Adjunct takes second run at Texas House seat

Joanna Cattanach hugs her son at a watch party event on Tuesday night at Matt’s Rancho Martinez in Dallas. Photo by Baylie Tucker/The Et Cetera
By LINDSEY CRAFT
@LindseycraftETC

Joanna Cattanach will likely get a second chance at becoming the representative for Texas House District 108.

Joanna Cattanach, right, talks with potential voters outside of Geneva Heights Elementary School on election day. Photo by Baylie Tucker/The Et Cetera

Late Tuesday night she was well on her way to securing the Democratic nomination with 58.4 percent of the vote and 58 percent of precincts reporting.

Cattanach, who is an adjunct broadcast journalism professor at Eastfield, lost to Republican Morgan Meyer by 220 votes in the 2018 general election. After the defeat she vowed to “finish what we started” in 2020.

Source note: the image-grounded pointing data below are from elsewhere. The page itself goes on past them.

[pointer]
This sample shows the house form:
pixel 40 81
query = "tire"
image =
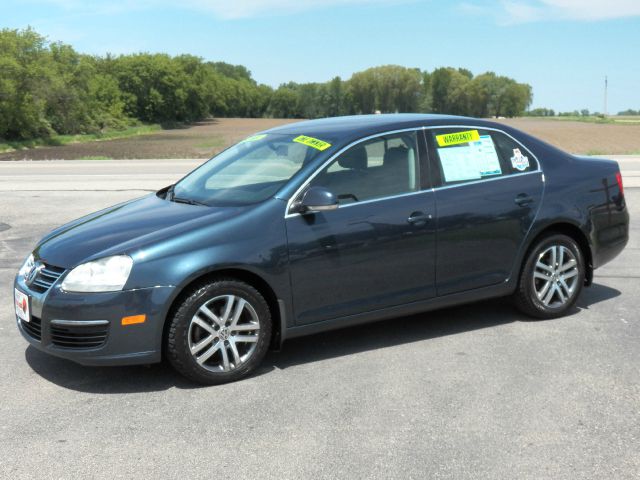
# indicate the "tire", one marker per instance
pixel 226 324
pixel 547 289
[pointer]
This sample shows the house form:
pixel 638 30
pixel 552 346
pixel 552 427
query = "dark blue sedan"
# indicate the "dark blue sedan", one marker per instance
pixel 319 225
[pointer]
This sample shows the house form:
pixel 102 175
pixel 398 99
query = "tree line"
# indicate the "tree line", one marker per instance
pixel 48 88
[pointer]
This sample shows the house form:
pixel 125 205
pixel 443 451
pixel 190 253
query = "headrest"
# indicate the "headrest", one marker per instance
pixel 394 156
pixel 355 158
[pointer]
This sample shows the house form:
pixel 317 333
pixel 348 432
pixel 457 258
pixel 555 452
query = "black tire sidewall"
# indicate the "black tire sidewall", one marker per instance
pixel 177 340
pixel 526 291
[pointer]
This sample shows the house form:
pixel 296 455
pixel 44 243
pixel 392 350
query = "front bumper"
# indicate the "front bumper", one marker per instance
pixel 86 327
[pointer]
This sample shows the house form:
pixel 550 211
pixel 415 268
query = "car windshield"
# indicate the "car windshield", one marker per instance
pixel 249 172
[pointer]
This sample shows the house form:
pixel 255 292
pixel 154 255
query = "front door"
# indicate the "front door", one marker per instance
pixel 378 248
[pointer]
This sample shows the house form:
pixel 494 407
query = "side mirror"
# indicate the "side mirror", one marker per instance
pixel 317 199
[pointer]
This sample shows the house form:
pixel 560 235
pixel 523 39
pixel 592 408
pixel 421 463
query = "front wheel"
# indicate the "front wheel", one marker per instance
pixel 220 332
pixel 552 278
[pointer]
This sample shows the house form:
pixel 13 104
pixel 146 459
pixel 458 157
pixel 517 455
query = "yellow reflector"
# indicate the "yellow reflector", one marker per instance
pixel 133 319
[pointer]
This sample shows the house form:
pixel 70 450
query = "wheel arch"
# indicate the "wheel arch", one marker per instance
pixel 246 276
pixel 570 230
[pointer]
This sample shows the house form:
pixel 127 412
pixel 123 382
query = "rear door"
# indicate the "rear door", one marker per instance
pixel 488 189
pixel 378 248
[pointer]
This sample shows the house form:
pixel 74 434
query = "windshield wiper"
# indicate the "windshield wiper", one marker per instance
pixel 188 201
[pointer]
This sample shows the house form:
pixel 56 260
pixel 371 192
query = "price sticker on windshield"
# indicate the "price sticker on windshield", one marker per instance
pixel 255 138
pixel 312 142
pixel 457 138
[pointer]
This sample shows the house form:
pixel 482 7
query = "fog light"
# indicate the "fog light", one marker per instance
pixel 134 319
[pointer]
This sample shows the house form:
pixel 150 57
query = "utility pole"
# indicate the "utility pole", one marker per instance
pixel 606 85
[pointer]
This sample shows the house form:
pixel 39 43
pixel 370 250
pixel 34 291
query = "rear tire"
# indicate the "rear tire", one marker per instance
pixel 551 279
pixel 220 333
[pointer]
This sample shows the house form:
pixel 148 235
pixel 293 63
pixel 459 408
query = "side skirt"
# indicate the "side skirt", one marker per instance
pixel 454 299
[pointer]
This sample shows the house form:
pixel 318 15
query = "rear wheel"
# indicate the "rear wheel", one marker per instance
pixel 220 333
pixel 552 277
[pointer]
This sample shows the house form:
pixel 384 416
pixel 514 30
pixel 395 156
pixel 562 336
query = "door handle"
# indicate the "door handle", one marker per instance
pixel 418 217
pixel 523 200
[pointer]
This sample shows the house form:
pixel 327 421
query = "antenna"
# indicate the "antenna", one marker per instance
pixel 606 85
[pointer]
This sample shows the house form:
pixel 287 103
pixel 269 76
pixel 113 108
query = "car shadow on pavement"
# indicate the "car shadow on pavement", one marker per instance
pixel 333 344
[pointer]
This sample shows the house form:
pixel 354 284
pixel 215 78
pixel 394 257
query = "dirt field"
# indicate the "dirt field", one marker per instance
pixel 204 139
pixel 582 137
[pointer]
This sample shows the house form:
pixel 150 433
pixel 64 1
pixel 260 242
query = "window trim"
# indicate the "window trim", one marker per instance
pixel 421 164
pixel 433 162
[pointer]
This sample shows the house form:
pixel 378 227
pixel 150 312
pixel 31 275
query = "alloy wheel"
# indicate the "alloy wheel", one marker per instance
pixel 555 276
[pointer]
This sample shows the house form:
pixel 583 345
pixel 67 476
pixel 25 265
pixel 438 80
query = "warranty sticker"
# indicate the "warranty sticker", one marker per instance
pixel 519 161
pixel 255 138
pixel 457 138
pixel 312 142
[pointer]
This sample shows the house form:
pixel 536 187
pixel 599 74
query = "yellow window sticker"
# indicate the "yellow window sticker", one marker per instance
pixel 457 138
pixel 312 142
pixel 255 138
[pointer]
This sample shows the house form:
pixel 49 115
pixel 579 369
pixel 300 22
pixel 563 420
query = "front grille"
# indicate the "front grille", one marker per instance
pixel 32 328
pixel 47 276
pixel 69 336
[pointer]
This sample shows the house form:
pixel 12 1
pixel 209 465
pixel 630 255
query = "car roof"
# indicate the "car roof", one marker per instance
pixel 348 128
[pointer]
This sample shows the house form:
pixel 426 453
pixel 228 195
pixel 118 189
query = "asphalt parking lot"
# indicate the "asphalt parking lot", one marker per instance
pixel 477 391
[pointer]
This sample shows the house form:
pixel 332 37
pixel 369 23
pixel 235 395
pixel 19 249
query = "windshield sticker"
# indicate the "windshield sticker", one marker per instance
pixel 470 162
pixel 312 142
pixel 457 138
pixel 255 138
pixel 519 161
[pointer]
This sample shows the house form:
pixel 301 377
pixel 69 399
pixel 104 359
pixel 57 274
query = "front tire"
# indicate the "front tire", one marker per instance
pixel 220 333
pixel 551 279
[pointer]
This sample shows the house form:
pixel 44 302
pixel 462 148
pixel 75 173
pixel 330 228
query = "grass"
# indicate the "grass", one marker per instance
pixel 614 119
pixel 57 140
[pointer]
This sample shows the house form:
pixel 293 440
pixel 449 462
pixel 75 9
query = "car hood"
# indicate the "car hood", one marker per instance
pixel 125 228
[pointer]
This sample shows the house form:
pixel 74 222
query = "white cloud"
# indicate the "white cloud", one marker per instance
pixel 520 11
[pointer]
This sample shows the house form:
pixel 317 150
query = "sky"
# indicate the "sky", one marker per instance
pixel 562 48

“This momentum and this effort and all this that we built together, I wasn’t going to just walk away from it,” she said, “especially when it came down to that close of a margin.”

Since conceding her race to Meyer, Cattanach has worked hard to improve her campaign strategy. She started contacting voters earlier than anticipated, worked with more volunteers and improved her fundraising efforts.

One of the biggest challenges for Cattanach has been fundraising.

Her closest challenger, Shawn Terry, is an investment banker and a former Republican who outraised her 2 to 1 in campaign contributions.

“Money does not win elections,” she said while watching election results during her watch party at Matt’s Rancho Martinez in Dallas. “It’s a factor but it’s not [the only thing], and no matter how many times we said it, nobody would believe it until election night results come out.”

Terry was second with 26.59 percent of the vote at press time Tuesday, and Tom Ervin was third with 14.94 percent.

Joanna Cattanach thanks voters at the Dallas County Democratic watch party for their support after hearing she had gotten 58 percent of the early vote. Photo by Anthony Lazon/The Et Cetera

Instead of letting money drive her campaign, Cattanach focused on voters and direct voter contact. She said her focus was to get in front of as many voters as she could with the right message.

“The fascination and total attention on money is exclusive to a donor class and often just a headline in the newspapers,” she said. “Most voters aren’t reading those headlines and aren’t in the donor class.”

Cattanach said the issues that are most important to her are the ones that are most important to her district.

“We will be talking about redistricting, health care, public education and common-sense gun legislation,” she said. Dallas social worker Nancy Rodriguez attended the watch party to show her support for Cattanach.

“I think that she is strong on the issues and is clear in her convictions and what she thinks matters, which is health care, education and reproductive rights,” Rodriguez said. “I feel that she is a strong candidate and is very clear in what she stands for.”

Also attending the party was Cameron O’Bannon, who has been a volunteer for Cattanach’s campaign, canvassing local communities and greeting voters at the polls.

“I’m really committed to taking back the State House in advance of 2020,” he said. “Joanna’s campaign seemed like a really great way to do that, and I’m excited about the possibility of winning those nine seats we need to win.”